Even those times that I’m just sitting at home doing absolutely nothing—waiting for my son to grace me with his presence—I’m giving him exactly what he needs.

Well, that’s a relief.

“By their nature, adolescents aren’t always on board with our plans for making the most of family time and they aren’t always in the mood to chat,” Damour writes in The New York Times.

However, she says, that doesn’t mean that kids don’t need us around. In fact, she says, they need us just as much as our little kids do, maybe more. But instead of doting over them, playing toys, reading books, etc., they need our simple presence more than anything.

Damour cites research showing the psychological benefits for teens of having at least one parent around during the after school/dinner hours. “Importantly, the studies of parental presence indicate that sheer proximity confers a benefit over and above feelings of closeness or connectedness between parent and child,” Damour explains.

Really, you don’t need to do much of anything to provide what your teenager needs: just being there is enough.

Our teens need us to be just like a potted plant sitting on the windowsill, Damour concludes.

“[Q]uality parenting of a teenager may sometimes take the form of blending into the background like a potted plant,” she writes.

I absolutely love that metaphor, and it makes so much sense when you think about it. Our teens may act like they don’t really need us, and they don’t need us to sit on the floor playing Lego with them anymore (and honestly, thank goodness for that).

Instead, they need to know that we are there, kind of watching over them, and ready to leap into action if they need us. It’s like we are “on call” parents more than anything.

I recently witnessed this with my son. This month, he was in a play (outside, masked). After being in virtual school all last year, this was the most social and active thing he’d done in a year. It was a total blessing for him. He spent his afternoons and evenings rehearsing with his friends, and spent his days messaging them (well, after sleeping till almost noon).

My usually chatty son was pretty much silent. I’d be like, “Are you having fun? Did anyone say anything funny?” My questions would go completely unanswered. I knew he was generally happy, but I started to wonder if maybe something was wrong. Even during the days when my son spends all his time cooped up in his room, he almost always checks in with me at night, before bed. But not during those few weeks of the show.

I worried that he was slipping away from me, and that fear that I was no longer needed in the way I’d always been was starting to overwhelm me.
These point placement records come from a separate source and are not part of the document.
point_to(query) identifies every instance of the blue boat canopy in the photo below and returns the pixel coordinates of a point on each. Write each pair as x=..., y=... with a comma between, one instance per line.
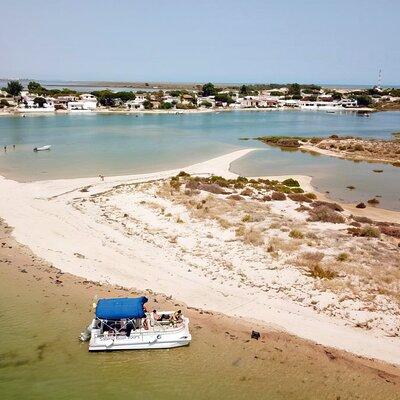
x=121, y=308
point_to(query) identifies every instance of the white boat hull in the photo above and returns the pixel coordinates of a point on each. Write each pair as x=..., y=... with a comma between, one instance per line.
x=154, y=338
x=43, y=148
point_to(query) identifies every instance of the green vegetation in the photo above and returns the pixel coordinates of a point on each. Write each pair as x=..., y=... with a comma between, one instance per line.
x=4, y=103
x=291, y=183
x=108, y=98
x=370, y=231
x=342, y=257
x=296, y=234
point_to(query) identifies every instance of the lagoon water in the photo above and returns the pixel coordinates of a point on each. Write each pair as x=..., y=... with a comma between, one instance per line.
x=89, y=145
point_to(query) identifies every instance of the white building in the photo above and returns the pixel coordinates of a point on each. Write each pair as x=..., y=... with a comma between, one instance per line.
x=30, y=104
x=86, y=102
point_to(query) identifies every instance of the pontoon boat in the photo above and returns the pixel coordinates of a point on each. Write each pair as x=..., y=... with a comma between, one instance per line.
x=123, y=324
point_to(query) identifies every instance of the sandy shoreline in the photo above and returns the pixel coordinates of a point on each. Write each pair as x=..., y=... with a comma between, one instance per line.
x=171, y=112
x=251, y=367
x=43, y=219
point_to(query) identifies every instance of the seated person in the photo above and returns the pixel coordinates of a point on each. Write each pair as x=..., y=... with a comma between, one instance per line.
x=176, y=317
x=162, y=317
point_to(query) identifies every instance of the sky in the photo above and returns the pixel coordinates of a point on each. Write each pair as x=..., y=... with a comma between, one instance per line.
x=223, y=41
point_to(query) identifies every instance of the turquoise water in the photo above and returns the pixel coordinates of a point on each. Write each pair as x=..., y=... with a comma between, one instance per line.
x=88, y=145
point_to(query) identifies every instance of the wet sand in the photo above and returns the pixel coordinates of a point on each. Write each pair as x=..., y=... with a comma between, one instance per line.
x=46, y=309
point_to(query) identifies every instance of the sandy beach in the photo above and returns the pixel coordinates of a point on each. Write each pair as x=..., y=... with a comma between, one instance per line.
x=62, y=222
x=246, y=366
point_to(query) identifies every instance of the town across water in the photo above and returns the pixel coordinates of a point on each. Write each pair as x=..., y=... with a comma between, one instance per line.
x=116, y=144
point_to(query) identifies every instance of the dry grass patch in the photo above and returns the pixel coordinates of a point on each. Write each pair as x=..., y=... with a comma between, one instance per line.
x=311, y=263
x=296, y=234
x=253, y=236
x=286, y=246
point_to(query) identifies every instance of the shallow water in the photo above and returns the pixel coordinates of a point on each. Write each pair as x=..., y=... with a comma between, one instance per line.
x=41, y=358
x=89, y=145
x=330, y=174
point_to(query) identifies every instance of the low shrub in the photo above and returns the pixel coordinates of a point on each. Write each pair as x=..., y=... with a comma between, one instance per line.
x=247, y=218
x=311, y=196
x=373, y=201
x=297, y=190
x=299, y=197
x=283, y=189
x=333, y=206
x=212, y=188
x=175, y=183
x=317, y=271
x=253, y=236
x=370, y=231
x=325, y=214
x=247, y=192
x=342, y=257
x=278, y=196
x=291, y=182
x=363, y=220
x=235, y=197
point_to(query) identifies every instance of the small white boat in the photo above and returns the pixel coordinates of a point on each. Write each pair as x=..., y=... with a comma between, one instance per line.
x=47, y=147
x=122, y=324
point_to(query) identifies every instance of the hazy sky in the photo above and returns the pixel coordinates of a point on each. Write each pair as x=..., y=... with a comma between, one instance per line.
x=340, y=41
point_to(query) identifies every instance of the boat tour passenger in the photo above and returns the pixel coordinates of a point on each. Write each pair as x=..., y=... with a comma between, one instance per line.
x=162, y=317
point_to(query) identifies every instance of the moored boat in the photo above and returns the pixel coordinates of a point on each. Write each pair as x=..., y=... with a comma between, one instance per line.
x=124, y=324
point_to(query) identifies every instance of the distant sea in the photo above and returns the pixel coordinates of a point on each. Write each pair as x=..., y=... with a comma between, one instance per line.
x=93, y=144
x=89, y=86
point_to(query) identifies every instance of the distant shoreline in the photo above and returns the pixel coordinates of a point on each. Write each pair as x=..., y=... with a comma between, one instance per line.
x=180, y=85
x=177, y=112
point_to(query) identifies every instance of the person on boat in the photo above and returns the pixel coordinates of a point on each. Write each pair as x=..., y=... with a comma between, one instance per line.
x=176, y=317
x=162, y=317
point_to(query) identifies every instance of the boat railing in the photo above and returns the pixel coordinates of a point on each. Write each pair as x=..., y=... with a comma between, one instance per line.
x=153, y=326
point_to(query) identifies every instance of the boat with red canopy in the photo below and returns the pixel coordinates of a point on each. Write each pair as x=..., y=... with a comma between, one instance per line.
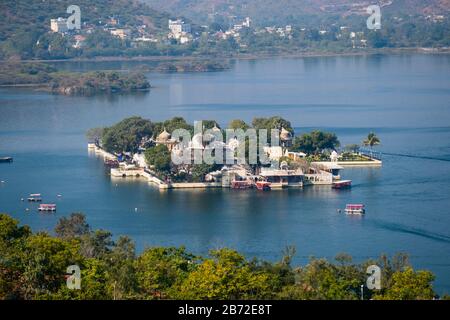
x=47, y=207
x=355, y=209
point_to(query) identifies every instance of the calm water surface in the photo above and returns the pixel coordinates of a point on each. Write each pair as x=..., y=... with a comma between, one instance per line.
x=404, y=99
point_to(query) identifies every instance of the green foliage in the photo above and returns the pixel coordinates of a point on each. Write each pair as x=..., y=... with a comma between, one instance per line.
x=227, y=275
x=315, y=142
x=159, y=158
x=72, y=227
x=172, y=125
x=371, y=140
x=409, y=285
x=126, y=135
x=238, y=124
x=33, y=266
x=199, y=171
x=159, y=269
x=95, y=134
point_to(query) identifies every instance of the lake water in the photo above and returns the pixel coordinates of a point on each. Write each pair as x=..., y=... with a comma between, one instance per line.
x=405, y=99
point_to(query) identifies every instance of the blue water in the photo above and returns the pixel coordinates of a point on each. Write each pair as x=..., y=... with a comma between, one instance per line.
x=405, y=99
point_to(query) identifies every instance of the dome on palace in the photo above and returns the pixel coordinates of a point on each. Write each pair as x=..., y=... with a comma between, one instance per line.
x=164, y=136
x=285, y=135
x=215, y=128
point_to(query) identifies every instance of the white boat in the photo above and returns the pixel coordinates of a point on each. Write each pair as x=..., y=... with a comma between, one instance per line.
x=357, y=209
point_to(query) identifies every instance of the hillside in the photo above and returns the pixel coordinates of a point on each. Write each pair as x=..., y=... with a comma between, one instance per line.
x=23, y=22
x=277, y=11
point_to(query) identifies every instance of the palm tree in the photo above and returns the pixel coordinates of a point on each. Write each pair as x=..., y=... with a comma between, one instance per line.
x=372, y=140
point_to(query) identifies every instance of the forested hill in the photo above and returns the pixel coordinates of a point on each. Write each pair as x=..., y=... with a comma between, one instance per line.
x=293, y=11
x=24, y=21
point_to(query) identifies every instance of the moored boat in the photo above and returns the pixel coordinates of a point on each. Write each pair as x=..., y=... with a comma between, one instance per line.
x=35, y=197
x=241, y=184
x=263, y=185
x=357, y=209
x=113, y=163
x=342, y=184
x=47, y=207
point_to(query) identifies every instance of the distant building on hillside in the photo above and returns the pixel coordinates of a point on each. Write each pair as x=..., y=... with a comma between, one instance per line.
x=121, y=33
x=58, y=25
x=178, y=26
x=180, y=31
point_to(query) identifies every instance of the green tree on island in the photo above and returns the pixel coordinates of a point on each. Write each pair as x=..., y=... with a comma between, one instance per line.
x=238, y=124
x=315, y=142
x=159, y=158
x=371, y=140
x=126, y=135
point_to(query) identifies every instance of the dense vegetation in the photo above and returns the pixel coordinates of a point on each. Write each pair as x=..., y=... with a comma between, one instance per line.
x=33, y=266
x=71, y=83
x=315, y=142
x=266, y=12
x=25, y=25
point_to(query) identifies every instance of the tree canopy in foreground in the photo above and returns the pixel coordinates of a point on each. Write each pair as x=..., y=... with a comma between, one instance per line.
x=34, y=265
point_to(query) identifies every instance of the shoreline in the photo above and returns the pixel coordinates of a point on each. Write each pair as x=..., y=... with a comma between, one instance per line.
x=252, y=56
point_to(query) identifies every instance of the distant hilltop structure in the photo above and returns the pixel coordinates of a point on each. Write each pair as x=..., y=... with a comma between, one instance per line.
x=59, y=25
x=180, y=31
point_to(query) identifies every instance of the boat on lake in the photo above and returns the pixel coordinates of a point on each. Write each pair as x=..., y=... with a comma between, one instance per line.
x=342, y=184
x=263, y=185
x=356, y=209
x=241, y=184
x=35, y=197
x=47, y=207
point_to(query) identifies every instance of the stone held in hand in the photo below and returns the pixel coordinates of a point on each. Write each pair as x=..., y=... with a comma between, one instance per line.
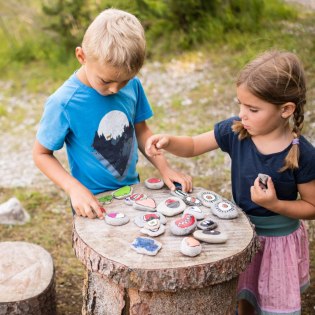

Then, on the last night of the show, he came home, crashed into bed, and texted me, “I feel bad. Can you come?” My son was fine, just tired and depleted from acting in a show in 90 degree heat for three days. Plus, he was crashing from the high of performing and socializing intensely for a few weeks.

He wanted me to sit in bed with him for a bit, bring him some tea and oatmeal, and just chat. He went to bed early that night, and woke up, back to his normal self. I was now again barred from his room again all day, though the late night check-ins were, thankfully, back.

It warmed my heart, of course—because, hello, I’m a mom and I need to be needed, damnit. But it also reminded me that, yes, parenting a teen is like being a potted plant, and that you kind of just need to fade into the background sometimes.

But, whether consciously or not, our teens notice that we are there. And they need us to be there.

They need to know that they have that stable person in their lives. They need to know they have a safe space they can fall back on when they need it.

And as parents, we need to have faith in all of this. If we just step back and let them be, we will watch them bloom.